Author: Avanti Bakane, Neha Dagley, and Melissa Manning

Eastern District of Michigan court dismisses Credit Repair Lawyers of America’s non-dispute claims under the FCRA.

While Plaintiff freely admitted that in the past she disputed her accounts with the credit reporting agencies, she subsequently had a change of heart. As a result, Plaintiff took umbrage with the ‘account in dispute’ notation appearing on her credit reports. Instead of communicating her current lack of dispute directly to the furnishers, Plaintiff alleged she provided notice only to the CRAs. Importantly, any supporting documentation was wholly missing from Plaintiff’s amended complaint. When the notation was not removed, Plaintiff filed suit alleging that defendants furnishers and credit reporting agencies violated the FCRA with their inaccurate reporting.
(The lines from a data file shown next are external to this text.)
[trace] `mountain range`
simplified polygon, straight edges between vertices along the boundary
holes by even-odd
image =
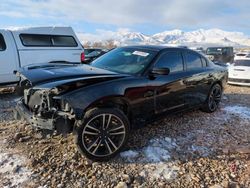
[[[112,31],[98,31],[97,34],[78,33],[83,43],[104,42],[113,40],[117,46],[121,45],[185,45],[193,47],[207,46],[250,46],[250,37],[242,32],[229,32],[221,29],[199,29],[195,31],[171,30],[144,35],[140,32],[133,32],[127,29]]]

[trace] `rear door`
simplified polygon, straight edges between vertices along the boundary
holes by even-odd
[[[186,87],[185,100],[189,106],[204,102],[213,81],[212,69],[207,60],[193,51],[185,51],[186,73],[183,84]]]
[[[13,74],[19,67],[18,54],[13,37],[9,31],[0,31],[0,84],[17,82]]]
[[[155,87],[155,111],[175,111],[184,108],[183,93],[185,86],[182,83],[184,73],[183,56],[180,50],[169,50],[160,55],[155,68],[169,68],[169,75],[157,75],[151,82]]]

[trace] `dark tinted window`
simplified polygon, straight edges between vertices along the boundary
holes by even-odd
[[[0,34],[0,51],[4,51],[5,49],[6,49],[6,44],[3,35]]]
[[[156,54],[143,48],[116,48],[97,58],[91,65],[119,73],[137,74],[148,67]]]
[[[155,67],[169,68],[171,72],[183,71],[183,60],[180,52],[166,52],[160,56]]]
[[[75,47],[77,43],[72,36],[59,35],[37,35],[37,34],[21,34],[20,39],[24,46],[61,46]]]
[[[201,58],[195,53],[186,53],[187,69],[196,69],[202,67]]]

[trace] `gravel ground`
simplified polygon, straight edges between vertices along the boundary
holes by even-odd
[[[250,88],[227,86],[220,109],[171,115],[135,130],[109,162],[92,162],[73,136],[13,119],[0,95],[0,187],[250,187]]]

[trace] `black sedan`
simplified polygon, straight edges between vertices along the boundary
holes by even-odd
[[[162,46],[121,47],[90,65],[17,74],[30,87],[17,114],[42,129],[73,131],[79,151],[94,160],[114,157],[133,128],[158,115],[214,112],[228,76],[195,51]]]

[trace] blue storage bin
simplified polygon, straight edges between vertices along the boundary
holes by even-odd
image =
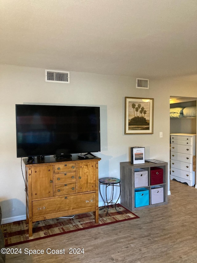
[[[135,207],[149,205],[149,190],[146,188],[135,189]]]

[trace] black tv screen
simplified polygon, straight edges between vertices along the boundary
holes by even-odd
[[[16,105],[17,157],[100,151],[100,108]]]

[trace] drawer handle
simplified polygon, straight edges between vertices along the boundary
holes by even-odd
[[[38,207],[38,210],[41,210],[42,209],[46,209],[46,208],[45,206],[43,206],[43,207]]]
[[[86,203],[88,203],[88,202],[93,202],[93,199],[91,199],[91,200],[86,200]]]

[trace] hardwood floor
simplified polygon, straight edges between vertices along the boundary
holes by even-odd
[[[165,205],[135,211],[140,218],[13,246],[21,254],[6,255],[6,263],[196,262],[197,189],[170,181],[171,195]],[[69,249],[84,253],[69,254]],[[48,254],[47,248],[65,249]],[[24,249],[43,249],[42,255]]]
In a succinct opinion, without holding any oral argument, District Judge Nancy G. Edmunds disposed of Plaintiff’s claims against multiple furnisher defendants, granting their motions to dismiss.
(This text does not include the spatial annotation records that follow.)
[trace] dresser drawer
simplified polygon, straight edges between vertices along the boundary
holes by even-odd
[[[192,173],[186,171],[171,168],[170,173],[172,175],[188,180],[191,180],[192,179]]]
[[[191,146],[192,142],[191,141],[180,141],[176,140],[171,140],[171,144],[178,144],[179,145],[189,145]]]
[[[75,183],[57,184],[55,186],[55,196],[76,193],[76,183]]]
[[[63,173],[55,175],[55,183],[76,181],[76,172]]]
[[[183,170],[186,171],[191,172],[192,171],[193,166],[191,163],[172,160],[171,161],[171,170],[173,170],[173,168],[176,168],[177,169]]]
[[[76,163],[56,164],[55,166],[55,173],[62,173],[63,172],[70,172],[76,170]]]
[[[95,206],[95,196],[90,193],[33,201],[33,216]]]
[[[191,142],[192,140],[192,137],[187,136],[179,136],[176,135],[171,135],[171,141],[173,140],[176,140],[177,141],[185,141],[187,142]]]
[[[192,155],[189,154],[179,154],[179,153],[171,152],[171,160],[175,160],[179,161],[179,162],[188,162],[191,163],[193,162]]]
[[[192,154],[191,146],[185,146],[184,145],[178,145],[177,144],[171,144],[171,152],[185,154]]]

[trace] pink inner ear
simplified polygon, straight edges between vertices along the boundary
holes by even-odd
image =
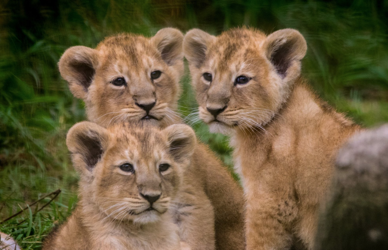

First, the Court found that Plaintiff’s failure to allege that she sent her non-dispute letter directly to furnisher PRA was fatal to her claims.
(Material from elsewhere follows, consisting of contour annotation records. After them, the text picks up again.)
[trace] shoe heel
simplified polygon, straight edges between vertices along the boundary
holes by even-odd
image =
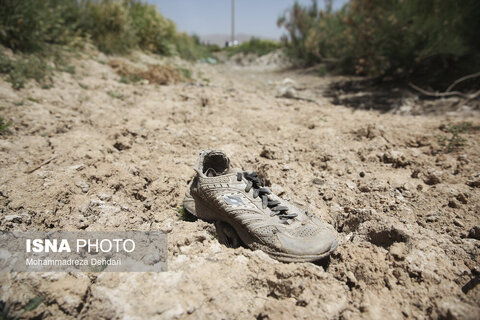
[[[199,217],[202,220],[206,221],[215,221],[218,220],[215,218],[213,215],[213,210],[210,209],[210,207],[206,206],[205,204],[202,203],[202,201],[195,200],[195,211],[197,217]]]

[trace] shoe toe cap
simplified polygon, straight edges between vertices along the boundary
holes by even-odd
[[[328,229],[308,237],[292,236],[287,233],[278,233],[277,236],[284,252],[293,255],[322,255],[338,245],[335,235]]]

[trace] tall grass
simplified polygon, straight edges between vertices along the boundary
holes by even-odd
[[[2,0],[0,43],[8,48],[38,53],[88,38],[108,54],[134,48],[189,59],[208,54],[141,0]]]
[[[295,3],[278,19],[288,51],[343,73],[455,77],[480,69],[478,0],[350,0]]]

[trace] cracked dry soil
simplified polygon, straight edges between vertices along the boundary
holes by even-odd
[[[1,274],[12,310],[42,296],[24,317],[480,319],[479,134],[450,153],[437,139],[478,114],[354,110],[325,97],[333,77],[260,67],[196,64],[191,81],[124,84],[93,56],[48,90],[0,80],[12,121],[0,137],[1,229],[166,230],[169,270]],[[276,97],[286,77],[315,102]],[[182,220],[208,148],[335,228],[330,259],[280,263]]]

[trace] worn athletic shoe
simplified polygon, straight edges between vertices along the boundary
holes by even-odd
[[[274,195],[257,173],[231,169],[223,152],[202,151],[194,169],[184,208],[215,222],[219,238],[287,262],[319,260],[337,247],[324,223]]]

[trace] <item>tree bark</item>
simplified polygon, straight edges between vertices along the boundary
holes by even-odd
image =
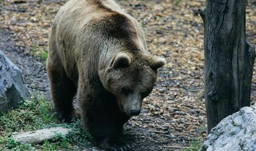
[[[246,39],[246,0],[207,0],[204,96],[208,134],[223,118],[250,105],[254,47]]]

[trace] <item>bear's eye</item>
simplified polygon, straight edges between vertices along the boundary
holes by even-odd
[[[132,90],[129,87],[123,87],[122,88],[122,93],[126,95],[128,95],[132,92]]]
[[[149,94],[150,94],[150,91],[142,91],[140,93],[141,95],[141,97],[142,98],[144,98],[146,97],[147,97]]]

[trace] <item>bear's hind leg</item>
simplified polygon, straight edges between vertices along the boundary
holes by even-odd
[[[77,87],[66,75],[59,60],[53,60],[51,57],[48,58],[47,68],[54,108],[60,119],[70,122],[72,117],[78,116],[72,103]]]

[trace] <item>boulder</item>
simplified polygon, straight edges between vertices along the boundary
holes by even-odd
[[[62,127],[53,127],[33,131],[13,136],[14,139],[17,141],[30,144],[38,144],[44,141],[53,139],[58,134],[66,136],[71,129]]]
[[[256,108],[242,108],[224,118],[211,129],[200,150],[256,150]]]
[[[29,95],[21,71],[0,51],[0,112],[17,108]]]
Further, the court found that Plaintiff’s bare bones and boilerplate recitation that her prior dispute notations were no longer accurate failed to meet the standard of pleading an FCRA claim, i.e. to claim a reasonable investigation was not performed, in the first instance, Plaintiff must establish a true inaccuracy:

Plaintiff simply makes the conclusory allegation that these “dispute” notations are inaccurate, without further identifying how so. “It is well settled that, regardless of the particular breach of the FCRA that is alleged, ‘a threshold showing of inaccuracy or incompleteness is necessary in order to succeed on a claim under § 1681s-2(b).’” Tillman v. Michigan First Credit Union, 2021 WL 1267583 (E.D. Mich. Apr. 5, 2021) (discussed on summary judgment)(citing Pittman v. Experian Information Solutions, Inc., 901 F.3d 619, 629 (6th Cir. 2018)).

In denying leave to amend as futile, the Court found that Plaintiff’s amended complaint suffered the same deficiencies as her original. Also, Plaintiff has had the benefit of the “growing body of case law that address the deficiencies of her claims.”

The ruling comes as a welcome victory for Gordon & Rees and the industry as this theory spreads, albeit now under the FDCPA.

Chandra Young v. Portfolio Recovery Associates, et al. (E.D. Mich. 21-10095 March 29, 2022).